Steven M. Nowick is a Professor of Computer Science (and by courtesy, Electrical Engineering) at Columbia University. He received a Ph.D. in Computer Science from Stanford University in 1993, and a B.A. from Yale University. His main research area is on design methodologies and CAD tools for synthesis and optimization of asynchronous and mixed-timing (i.e. interfacing multiple clocked and/or asynchronous domains) digital systems. His current projects include: scalable networks-on-chip (NoC's) for shared-memory parallel processors and embedded systems, ultra-low-energy digital systems, low-power and robust global communication, computer-aided design, and fault tolerance.
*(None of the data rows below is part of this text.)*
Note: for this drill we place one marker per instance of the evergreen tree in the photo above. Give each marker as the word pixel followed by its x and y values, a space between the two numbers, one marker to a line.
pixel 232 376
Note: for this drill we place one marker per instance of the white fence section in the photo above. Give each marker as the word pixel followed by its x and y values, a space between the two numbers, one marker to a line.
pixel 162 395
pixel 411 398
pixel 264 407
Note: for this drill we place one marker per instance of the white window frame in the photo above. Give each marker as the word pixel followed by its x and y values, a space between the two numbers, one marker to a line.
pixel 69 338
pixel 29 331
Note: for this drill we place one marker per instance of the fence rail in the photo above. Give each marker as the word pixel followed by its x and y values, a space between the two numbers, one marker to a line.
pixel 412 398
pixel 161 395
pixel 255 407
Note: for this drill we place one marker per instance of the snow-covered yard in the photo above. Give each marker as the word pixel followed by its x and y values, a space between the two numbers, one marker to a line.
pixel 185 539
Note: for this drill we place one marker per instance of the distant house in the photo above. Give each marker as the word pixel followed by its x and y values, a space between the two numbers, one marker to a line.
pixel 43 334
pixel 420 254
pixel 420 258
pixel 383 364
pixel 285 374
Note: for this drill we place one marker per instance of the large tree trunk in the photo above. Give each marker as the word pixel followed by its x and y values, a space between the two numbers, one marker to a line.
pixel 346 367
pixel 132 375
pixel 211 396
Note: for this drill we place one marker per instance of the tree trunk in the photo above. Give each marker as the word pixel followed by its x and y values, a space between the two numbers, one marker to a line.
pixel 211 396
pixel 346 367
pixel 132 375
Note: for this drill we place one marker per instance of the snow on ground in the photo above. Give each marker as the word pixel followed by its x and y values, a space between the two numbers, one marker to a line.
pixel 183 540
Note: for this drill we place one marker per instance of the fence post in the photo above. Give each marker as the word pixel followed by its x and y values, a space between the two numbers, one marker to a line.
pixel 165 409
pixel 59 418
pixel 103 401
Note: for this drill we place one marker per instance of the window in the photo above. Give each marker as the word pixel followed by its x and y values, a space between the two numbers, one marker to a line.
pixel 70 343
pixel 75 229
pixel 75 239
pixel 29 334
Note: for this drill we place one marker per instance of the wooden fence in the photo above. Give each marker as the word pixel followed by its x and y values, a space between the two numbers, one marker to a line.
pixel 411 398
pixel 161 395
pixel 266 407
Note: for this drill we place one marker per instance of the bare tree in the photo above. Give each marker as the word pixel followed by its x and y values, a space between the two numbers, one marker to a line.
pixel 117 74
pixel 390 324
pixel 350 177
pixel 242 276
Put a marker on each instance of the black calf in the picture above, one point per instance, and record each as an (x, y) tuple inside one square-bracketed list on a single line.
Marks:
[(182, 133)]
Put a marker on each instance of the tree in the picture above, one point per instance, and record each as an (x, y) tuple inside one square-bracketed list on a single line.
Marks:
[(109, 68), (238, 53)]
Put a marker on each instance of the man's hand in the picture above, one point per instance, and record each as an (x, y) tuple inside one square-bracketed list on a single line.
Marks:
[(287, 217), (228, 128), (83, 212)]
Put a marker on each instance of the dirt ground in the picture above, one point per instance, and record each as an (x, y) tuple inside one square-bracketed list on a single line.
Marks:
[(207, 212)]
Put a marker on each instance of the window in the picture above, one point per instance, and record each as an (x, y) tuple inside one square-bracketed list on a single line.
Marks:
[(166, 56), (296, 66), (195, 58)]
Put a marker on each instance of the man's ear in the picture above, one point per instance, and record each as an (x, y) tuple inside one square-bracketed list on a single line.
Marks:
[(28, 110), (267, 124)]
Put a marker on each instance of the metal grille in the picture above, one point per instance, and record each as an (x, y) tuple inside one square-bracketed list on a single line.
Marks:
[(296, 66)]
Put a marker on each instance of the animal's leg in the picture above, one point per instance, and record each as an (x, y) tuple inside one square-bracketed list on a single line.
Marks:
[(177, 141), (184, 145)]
Dr. Nowick is Chair and Founder of the new Computing Systems for Data-Driven Science center in Columbia's Data Science Institute, which includes over 40 faculty members. He was also Co-Founder (1993) and Chair (2008-2013) of Columbia's Computer Engineering Program, joint between computer science and electrical engineering departments, which offers both BS and MS degrees.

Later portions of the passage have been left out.